In fact, among the specialized duties his truck’s crew is trained to handle are automobile extractions. That isn’t too different from his duties as INDYCAR Safety 2’s “firefighter,” a position responsible for extinguishing any fire on the car and assisting the team’s “medic” with the driver before cleaning up the debris.

“(On the firetruck) we arrive at the location of our emergency in minutes, so there is a little bit of time to prepare,” Eagle said. “In racing, we usually see the crash happen and respond in seconds. Things on the track happen so much faster. Even under cautions, the cars are going 80 miles per hour, which is still faster than any car would pass me on the road.

“Fires, however, on the track are much smaller and go out much more quickly, which is good. There are many similarities, though. Fire and EMS don't really change as to how you treat them, you just have a crowd and cameras watching when on the race track.”

Eagle, who played team sports in high school in Iowa and football at the University of South Dakota, was drawn to the team aspects, physicality and excitement of a first responder. But he didn’t know a lot about the job of being a firefighter.

“I applied on my mother-in-law’s advice,” he said. “It turned out she was very smart. The more I learned in fire school, the more I liked it. I became instantly hooked.”

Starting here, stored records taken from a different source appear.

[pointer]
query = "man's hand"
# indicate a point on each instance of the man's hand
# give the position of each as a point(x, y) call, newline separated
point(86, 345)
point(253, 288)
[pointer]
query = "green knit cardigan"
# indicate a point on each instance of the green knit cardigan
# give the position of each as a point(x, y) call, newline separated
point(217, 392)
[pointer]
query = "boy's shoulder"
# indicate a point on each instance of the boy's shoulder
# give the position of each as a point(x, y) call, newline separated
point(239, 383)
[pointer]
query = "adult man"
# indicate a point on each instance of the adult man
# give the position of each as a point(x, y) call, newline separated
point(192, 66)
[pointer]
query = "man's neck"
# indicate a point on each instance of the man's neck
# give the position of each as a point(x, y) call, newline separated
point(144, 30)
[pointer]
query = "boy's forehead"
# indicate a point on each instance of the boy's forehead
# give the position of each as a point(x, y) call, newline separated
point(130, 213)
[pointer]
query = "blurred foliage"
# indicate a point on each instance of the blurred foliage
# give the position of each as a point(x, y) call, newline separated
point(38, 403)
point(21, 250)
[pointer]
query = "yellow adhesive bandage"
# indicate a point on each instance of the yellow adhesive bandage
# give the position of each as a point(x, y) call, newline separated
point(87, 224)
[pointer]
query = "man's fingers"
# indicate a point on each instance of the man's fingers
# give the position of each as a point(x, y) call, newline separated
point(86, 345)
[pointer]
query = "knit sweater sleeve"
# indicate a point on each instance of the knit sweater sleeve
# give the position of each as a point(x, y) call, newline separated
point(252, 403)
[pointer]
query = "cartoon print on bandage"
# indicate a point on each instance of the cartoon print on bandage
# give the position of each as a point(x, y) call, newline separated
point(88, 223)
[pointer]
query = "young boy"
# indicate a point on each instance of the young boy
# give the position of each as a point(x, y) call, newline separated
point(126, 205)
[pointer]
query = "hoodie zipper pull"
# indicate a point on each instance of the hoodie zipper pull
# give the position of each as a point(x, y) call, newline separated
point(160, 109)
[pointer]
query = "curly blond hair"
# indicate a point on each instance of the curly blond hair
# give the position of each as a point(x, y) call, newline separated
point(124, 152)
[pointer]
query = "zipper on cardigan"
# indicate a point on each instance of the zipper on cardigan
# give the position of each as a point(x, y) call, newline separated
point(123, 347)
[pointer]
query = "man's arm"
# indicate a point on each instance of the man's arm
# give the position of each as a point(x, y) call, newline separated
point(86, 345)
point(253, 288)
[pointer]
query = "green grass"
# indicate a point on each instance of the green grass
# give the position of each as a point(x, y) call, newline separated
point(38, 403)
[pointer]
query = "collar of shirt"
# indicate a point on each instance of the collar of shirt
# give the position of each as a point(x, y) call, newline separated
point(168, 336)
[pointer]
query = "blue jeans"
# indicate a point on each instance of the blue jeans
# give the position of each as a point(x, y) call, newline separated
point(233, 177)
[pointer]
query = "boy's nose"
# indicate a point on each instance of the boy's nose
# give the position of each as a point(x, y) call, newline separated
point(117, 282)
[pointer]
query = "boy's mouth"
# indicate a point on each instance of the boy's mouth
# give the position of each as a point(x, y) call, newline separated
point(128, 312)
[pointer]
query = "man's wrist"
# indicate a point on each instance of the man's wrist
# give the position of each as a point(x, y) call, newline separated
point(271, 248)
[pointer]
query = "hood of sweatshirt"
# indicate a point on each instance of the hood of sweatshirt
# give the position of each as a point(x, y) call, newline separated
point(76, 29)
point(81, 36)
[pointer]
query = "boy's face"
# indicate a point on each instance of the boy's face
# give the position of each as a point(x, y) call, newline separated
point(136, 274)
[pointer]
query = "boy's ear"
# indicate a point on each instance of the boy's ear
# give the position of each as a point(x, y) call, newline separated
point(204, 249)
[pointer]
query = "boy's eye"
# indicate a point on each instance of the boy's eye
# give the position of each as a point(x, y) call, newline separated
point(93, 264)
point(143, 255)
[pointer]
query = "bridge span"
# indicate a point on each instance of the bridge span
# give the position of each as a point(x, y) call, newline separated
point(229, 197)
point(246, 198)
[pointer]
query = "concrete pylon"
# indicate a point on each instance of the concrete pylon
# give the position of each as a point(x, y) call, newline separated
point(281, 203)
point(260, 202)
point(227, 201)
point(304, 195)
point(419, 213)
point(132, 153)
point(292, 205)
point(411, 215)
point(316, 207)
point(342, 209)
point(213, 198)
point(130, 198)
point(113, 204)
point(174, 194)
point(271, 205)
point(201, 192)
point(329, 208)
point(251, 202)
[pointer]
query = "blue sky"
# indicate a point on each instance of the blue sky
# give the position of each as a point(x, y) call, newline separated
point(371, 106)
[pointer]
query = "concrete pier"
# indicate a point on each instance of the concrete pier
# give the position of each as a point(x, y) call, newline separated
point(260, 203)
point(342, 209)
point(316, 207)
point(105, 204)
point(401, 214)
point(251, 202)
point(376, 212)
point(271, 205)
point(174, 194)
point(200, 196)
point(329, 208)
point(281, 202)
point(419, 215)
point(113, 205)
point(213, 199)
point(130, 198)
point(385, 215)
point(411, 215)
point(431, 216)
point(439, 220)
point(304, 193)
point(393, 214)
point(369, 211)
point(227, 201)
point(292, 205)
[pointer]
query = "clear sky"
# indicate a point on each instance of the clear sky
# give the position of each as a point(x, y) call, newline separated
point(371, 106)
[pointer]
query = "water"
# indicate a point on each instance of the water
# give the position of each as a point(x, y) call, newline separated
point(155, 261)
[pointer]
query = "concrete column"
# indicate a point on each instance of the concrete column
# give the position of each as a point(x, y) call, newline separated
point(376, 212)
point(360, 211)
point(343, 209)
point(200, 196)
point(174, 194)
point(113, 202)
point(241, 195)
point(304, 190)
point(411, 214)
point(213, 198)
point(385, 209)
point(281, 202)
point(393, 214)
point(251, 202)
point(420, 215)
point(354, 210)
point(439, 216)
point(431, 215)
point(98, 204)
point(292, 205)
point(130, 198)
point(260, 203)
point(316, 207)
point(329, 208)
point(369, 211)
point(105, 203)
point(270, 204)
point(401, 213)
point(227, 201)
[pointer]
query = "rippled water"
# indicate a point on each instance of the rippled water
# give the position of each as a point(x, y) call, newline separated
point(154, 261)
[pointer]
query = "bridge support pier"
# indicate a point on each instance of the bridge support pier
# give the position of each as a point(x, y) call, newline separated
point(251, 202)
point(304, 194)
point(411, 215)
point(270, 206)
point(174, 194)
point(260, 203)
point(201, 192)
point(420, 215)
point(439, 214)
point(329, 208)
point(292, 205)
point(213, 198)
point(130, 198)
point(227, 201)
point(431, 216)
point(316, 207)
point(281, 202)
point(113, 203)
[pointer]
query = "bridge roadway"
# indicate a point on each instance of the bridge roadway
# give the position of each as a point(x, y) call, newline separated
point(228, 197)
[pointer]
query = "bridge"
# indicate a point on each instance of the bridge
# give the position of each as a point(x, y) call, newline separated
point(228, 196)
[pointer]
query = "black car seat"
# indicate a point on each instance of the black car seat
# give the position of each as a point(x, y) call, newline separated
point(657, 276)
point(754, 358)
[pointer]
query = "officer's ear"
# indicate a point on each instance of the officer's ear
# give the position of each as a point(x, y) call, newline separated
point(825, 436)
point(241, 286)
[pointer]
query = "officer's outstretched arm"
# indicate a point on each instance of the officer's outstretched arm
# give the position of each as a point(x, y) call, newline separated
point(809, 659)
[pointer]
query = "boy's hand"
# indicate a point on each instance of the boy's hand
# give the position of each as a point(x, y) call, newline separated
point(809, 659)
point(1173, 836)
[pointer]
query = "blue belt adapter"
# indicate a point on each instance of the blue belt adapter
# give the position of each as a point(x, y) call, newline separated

Hooking the next generation of first responders is something the members of the AMR INDYCAR Safety Team are always looking to accomplish as ambassadors in red, white and blue for INDYCAR. When not on duty, they can be seen interacting with young fans who are interested in the three Chevrolet Silverado Safety Trucks and Holmatro Rescue Tools or talking to and training local firefighters who have been assigned to help at each venue.

Tim Baughman, INDYCAR’s manager of track safety and AMR INDYCAR Safety Team leader, said that in addition to finding future first responders these interactions can help team members relate their own experiences from their own firehouses with their fellow first responders.

“We learn from everyone we meet,” Baughman said. “No matter if it’s a firefighter in Toronto or a paramedic in Iowa, we always learn how similar we really are. It really makes our team better because we get to meet people like us at races. And we can relate those experiences back at our own firehouses.”

Still, balancing life as a firefighter is difficult enough without having to travel to races for up to four days away from home. First responders, like Eagle, often work shifts of “24 hours on and 48 hours off.”

Eagle credits his wife, Katrina, and their four children for making it possible to perform both jobs.

“Balancing work and family is the most difficult part for me,” Eagle said. “Just because I'm at a race doesn't mean life at home slows down. You really have to make the most of the time you have at home when you're all together.”